Let me know if you need any more runs on jenkins, I can start them for you as needed .
one more thought.... maybe "merge issues_31_and_128 branch into main" could be done as a pull request that either Rick or Ian opens for the other to check?)
fixed. the type conversion was just too complex for gammln() Changed:
-
now does 1 sex vs 2 sex
-
intermediate contant calculated
-
constant "1" is an integer, so changed to 1.0
if(gen_l(f,i) !=2) { int z1=tails_l(f,i,1); int z2=tails_l(f,i,2); offset_l(f,i) += gammln(nsamp_l(f,i) + 1.) - // sum(gammln(1. + nsamp_l(f,i)*obs_l(f,i)(tails_l(f,i,3),tails_l(f,i,4)))); sum(gammln(1. + nsamp_l(f,i)*obs_l(f,i)(z1,z2))); } if(gen_l(f,i) >=2 && gender==2) { int z1=tails_l(f,i,3); int z2=tails_l(f,i,4); offset_l(f,i) += gammln(nsamp_l(f,i) + 1.) - // sum(gammln(1. + nsamp_l(f,i)*obs_l(f,i)(tails_l(f,i,3),tails_l(f,i,4)))); sum(gammln(1. + nsamp_l(f,i)*obs_l(f,i)(z1,z2))); }
Thanks @Rick-Methot-NOAA for figuring that warning out. It would surely have taken me a lot longer to figure this out. I never think about the 1.0 vs 1 issue but clearly it can make a difference.

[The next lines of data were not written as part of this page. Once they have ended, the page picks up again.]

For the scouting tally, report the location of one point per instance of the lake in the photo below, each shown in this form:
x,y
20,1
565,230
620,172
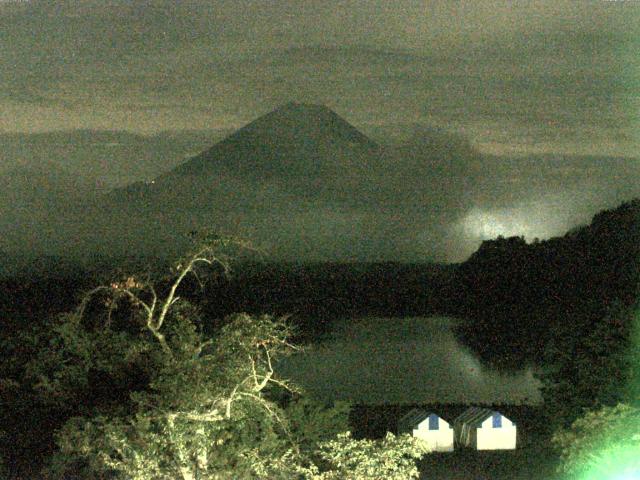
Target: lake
x,y
403,361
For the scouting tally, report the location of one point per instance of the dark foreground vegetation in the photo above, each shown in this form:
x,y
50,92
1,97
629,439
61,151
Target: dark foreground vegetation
x,y
566,305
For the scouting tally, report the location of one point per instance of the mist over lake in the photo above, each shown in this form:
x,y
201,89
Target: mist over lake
x,y
413,360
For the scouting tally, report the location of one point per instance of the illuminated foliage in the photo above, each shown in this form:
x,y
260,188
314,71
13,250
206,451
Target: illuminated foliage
x,y
190,405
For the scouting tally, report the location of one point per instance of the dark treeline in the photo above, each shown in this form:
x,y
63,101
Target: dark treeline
x,y
563,304
518,296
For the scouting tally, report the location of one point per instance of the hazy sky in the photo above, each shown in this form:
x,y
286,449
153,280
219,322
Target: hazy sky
x,y
515,76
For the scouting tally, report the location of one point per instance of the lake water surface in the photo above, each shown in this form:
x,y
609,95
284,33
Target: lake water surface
x,y
403,361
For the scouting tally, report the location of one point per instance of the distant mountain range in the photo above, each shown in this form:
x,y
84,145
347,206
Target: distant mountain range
x,y
299,181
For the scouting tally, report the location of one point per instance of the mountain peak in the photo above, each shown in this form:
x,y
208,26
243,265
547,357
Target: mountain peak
x,y
294,136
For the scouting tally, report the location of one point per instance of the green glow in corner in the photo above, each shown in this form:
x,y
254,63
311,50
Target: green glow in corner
x,y
615,463
617,455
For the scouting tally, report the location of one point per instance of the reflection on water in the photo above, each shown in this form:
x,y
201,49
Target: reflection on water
x,y
403,360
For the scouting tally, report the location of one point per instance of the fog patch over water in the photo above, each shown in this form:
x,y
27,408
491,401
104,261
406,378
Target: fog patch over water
x,y
403,361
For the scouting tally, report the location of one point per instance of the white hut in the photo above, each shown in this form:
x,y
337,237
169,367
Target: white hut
x,y
484,429
435,431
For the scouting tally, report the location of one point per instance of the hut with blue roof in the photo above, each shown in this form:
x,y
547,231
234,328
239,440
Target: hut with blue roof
x,y
484,429
429,427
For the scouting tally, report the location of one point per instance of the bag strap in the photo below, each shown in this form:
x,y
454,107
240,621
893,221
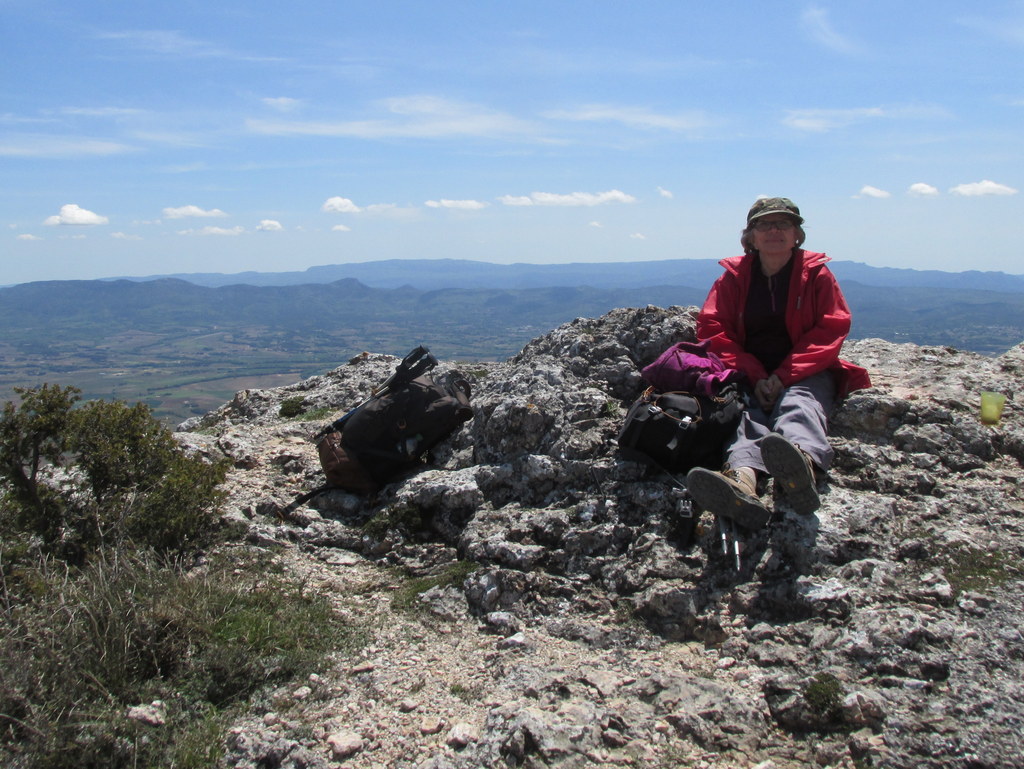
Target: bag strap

@k-doering-NOAA, following your suggestion, I created a Pull Request (#132) to merge this branch, which is more transparent as it notifies watchers of the repository of the change. I don't think there's likely to be any issues that further testing would find, so this could likely just get merged at any time, or is there some further check that we should take, like running the GitHub actions to confirm that the code changes compile on Linux and Mac systems?
Thanks for the help @Rick-Methot-NOAA and @k-doering-NOAA. All boxes are checked, so I'm closing this now (noting that it's listed under "3.30.17 release issues" even after closing to help us keep track of changes included in the next release).